Being hit with covid sounds horrible. I hope i don't get it again @Krishna 

Re: Learning to accept

Hi @Krishna ,

I've had a relaxing Saturday,  though I did get a text message from my son asking for a few things...I got them, otherwise he wouldn't eat much. He was pleasant and thankful. 

I find it hard to work out if he is under the influence of amphetamines,  or he is having an episode.  When he is stressed it is very much alike.

I too, don't have my son with us at Christmas,  he has an older brother and sister.  But I see him a few times a week. I can only imagine your pain.

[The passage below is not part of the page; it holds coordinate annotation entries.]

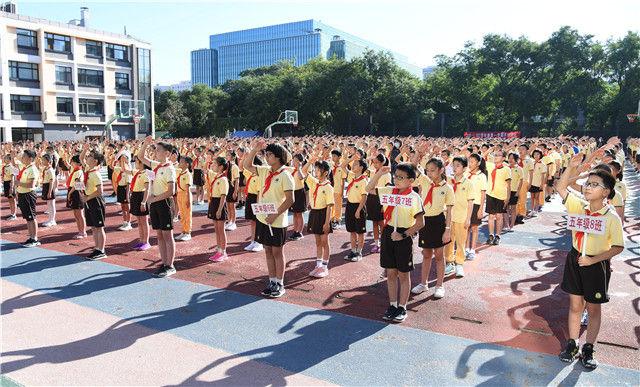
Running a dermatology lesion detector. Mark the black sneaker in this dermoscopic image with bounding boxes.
[269,283,286,298]
[393,306,407,322]
[580,343,598,370]
[558,339,578,363]
[261,281,276,297]
[487,235,495,245]
[382,305,398,320]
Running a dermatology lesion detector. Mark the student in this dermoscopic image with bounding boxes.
[224,151,240,231]
[66,155,87,239]
[442,156,473,278]
[207,156,230,262]
[366,163,424,322]
[467,153,487,261]
[529,149,547,217]
[129,157,151,251]
[2,154,18,220]
[302,158,334,278]
[505,153,523,231]
[244,139,294,298]
[16,149,40,247]
[42,153,58,227]
[342,155,369,262]
[242,156,264,253]
[82,149,107,261]
[138,136,176,278]
[175,156,193,242]
[289,153,308,241]
[113,152,133,231]
[411,158,454,299]
[366,154,391,254]
[556,153,624,369]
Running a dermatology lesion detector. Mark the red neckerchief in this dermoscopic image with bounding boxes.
[491,164,504,191]
[576,210,602,253]
[383,187,413,226]
[67,167,80,188]
[347,175,366,195]
[262,168,284,196]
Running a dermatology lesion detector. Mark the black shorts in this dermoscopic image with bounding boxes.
[418,212,451,249]
[84,196,104,228]
[307,207,332,235]
[129,191,149,216]
[244,193,258,220]
[149,199,173,231]
[471,204,482,226]
[366,194,384,222]
[560,248,611,304]
[18,191,38,221]
[207,198,229,220]
[116,185,129,203]
[255,220,287,247]
[485,195,507,214]
[509,191,518,206]
[193,169,204,187]
[67,191,84,210]
[2,181,16,198]
[345,200,367,234]
[380,226,413,273]
[289,188,307,214]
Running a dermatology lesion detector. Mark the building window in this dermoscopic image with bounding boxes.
[56,97,73,114]
[116,73,129,90]
[78,69,104,87]
[78,98,103,116]
[16,28,38,48]
[56,66,73,85]
[9,60,38,81]
[85,40,102,58]
[11,94,40,114]
[44,32,71,52]
[105,43,129,62]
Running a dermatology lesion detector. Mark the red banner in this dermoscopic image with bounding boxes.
[464,132,520,138]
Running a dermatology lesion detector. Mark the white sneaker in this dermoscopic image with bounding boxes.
[411,284,427,294]
[251,242,264,253]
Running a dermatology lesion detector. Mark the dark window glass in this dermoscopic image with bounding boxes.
[78,69,104,87]
[9,60,38,81]
[85,40,102,58]
[11,94,40,113]
[56,66,73,85]
[116,73,129,90]
[105,43,129,62]
[56,97,73,114]
[44,32,71,52]
[78,98,103,116]
[16,29,38,48]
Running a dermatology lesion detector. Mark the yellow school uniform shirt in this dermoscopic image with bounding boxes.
[347,172,369,203]
[450,176,473,223]
[564,192,624,256]
[254,166,294,228]
[84,167,102,195]
[467,170,487,205]
[151,161,176,196]
[16,164,39,193]
[306,175,335,210]
[376,187,424,228]
[487,162,511,200]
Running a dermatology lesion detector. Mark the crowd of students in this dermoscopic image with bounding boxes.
[2,136,640,368]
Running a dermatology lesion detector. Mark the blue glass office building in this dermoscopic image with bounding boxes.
[191,20,422,87]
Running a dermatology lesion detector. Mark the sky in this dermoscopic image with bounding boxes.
[17,0,640,85]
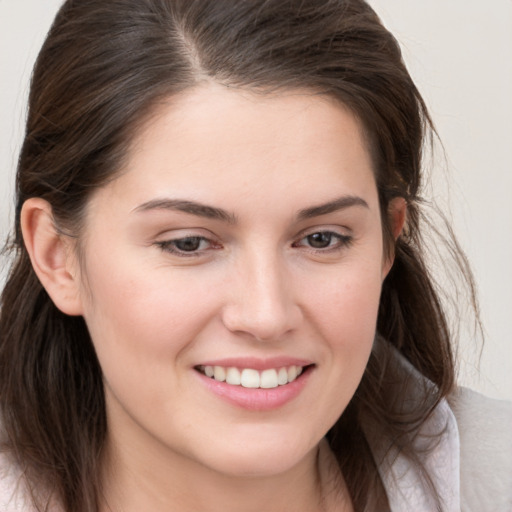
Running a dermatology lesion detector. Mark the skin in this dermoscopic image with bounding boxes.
[22,84,405,512]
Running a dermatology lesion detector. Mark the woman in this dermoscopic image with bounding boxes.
[0,0,510,512]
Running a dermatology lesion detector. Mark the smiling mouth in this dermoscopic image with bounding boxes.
[195,365,311,389]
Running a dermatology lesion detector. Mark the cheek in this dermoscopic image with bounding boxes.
[79,261,219,368]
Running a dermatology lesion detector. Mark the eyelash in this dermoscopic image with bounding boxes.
[293,230,353,253]
[156,236,217,258]
[155,230,353,258]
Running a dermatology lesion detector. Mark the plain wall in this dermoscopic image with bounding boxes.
[0,0,512,399]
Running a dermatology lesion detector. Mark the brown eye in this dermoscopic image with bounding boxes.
[156,236,212,256]
[306,231,339,249]
[173,236,203,252]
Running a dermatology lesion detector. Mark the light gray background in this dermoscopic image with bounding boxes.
[0,0,512,399]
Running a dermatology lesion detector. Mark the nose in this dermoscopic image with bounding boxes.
[222,251,302,341]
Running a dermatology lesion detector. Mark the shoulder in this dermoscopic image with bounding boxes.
[448,388,512,512]
[0,452,33,512]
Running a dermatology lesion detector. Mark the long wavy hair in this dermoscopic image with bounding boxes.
[0,0,472,512]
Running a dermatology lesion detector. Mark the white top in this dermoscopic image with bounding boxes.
[0,388,512,512]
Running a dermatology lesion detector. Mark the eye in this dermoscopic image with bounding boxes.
[293,231,352,251]
[156,236,216,256]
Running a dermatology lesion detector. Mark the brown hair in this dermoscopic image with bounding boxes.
[0,0,476,512]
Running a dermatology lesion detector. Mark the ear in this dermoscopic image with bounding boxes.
[382,197,407,279]
[21,198,82,315]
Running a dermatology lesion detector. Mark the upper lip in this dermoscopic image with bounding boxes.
[197,356,313,371]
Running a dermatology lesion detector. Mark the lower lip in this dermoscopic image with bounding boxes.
[194,367,313,411]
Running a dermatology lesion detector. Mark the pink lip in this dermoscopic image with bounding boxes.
[197,357,313,372]
[195,361,314,411]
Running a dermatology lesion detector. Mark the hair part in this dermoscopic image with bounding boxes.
[0,0,478,512]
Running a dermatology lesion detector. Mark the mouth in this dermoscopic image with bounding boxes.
[195,365,313,389]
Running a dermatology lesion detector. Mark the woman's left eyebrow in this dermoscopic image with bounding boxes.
[133,198,236,224]
[297,196,370,220]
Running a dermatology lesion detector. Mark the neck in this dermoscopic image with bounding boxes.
[102,436,332,512]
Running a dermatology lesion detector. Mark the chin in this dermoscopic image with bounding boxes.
[194,428,320,478]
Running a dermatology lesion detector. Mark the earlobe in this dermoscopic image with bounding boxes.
[388,197,407,241]
[21,198,82,315]
[382,197,407,278]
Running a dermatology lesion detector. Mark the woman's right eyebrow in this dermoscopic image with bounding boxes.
[133,198,237,224]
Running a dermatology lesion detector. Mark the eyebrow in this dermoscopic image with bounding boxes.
[134,199,236,224]
[297,196,370,220]
[133,196,369,224]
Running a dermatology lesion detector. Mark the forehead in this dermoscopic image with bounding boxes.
[89,84,375,216]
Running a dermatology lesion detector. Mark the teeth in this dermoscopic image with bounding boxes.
[226,368,242,386]
[213,366,226,382]
[240,368,260,388]
[260,370,277,389]
[199,365,303,389]
[277,368,288,386]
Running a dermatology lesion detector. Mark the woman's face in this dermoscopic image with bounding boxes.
[77,86,396,476]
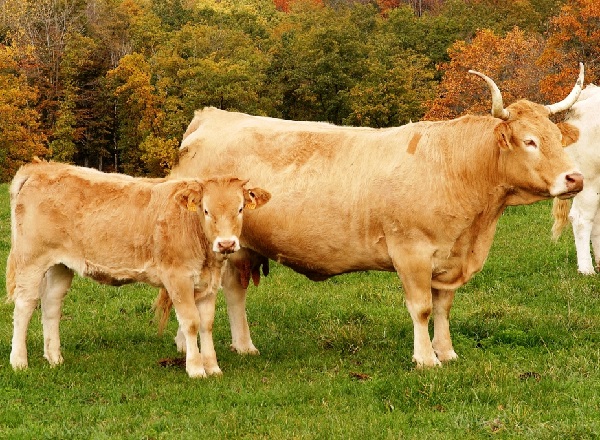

I took him to my sisters funeral in October, the 1st time we have all been together for years. 

It's been a while since I have used these chats and forgotten how helpful they are.

Hope you are all well, 

Cheers Libra. 

Re: Learning to accept

Hi @Libra I recall chatting with you a few years back I think when I first joined the forums. I recognise your user name. I too have difficulty trying to decipher my daughters needs and wants as usually sweet as pie when she needs money but otherwise no communication at all. It’s always a difficult decision to make, to send or not to send but strangely enough, due to our relationship, it’s the only way I can support her. So be it. If she chooses to spend it on drugs or alcohol that’s her choice but I always hope she legitimately needs it for food and if so, we’ll I’ve done the right thing.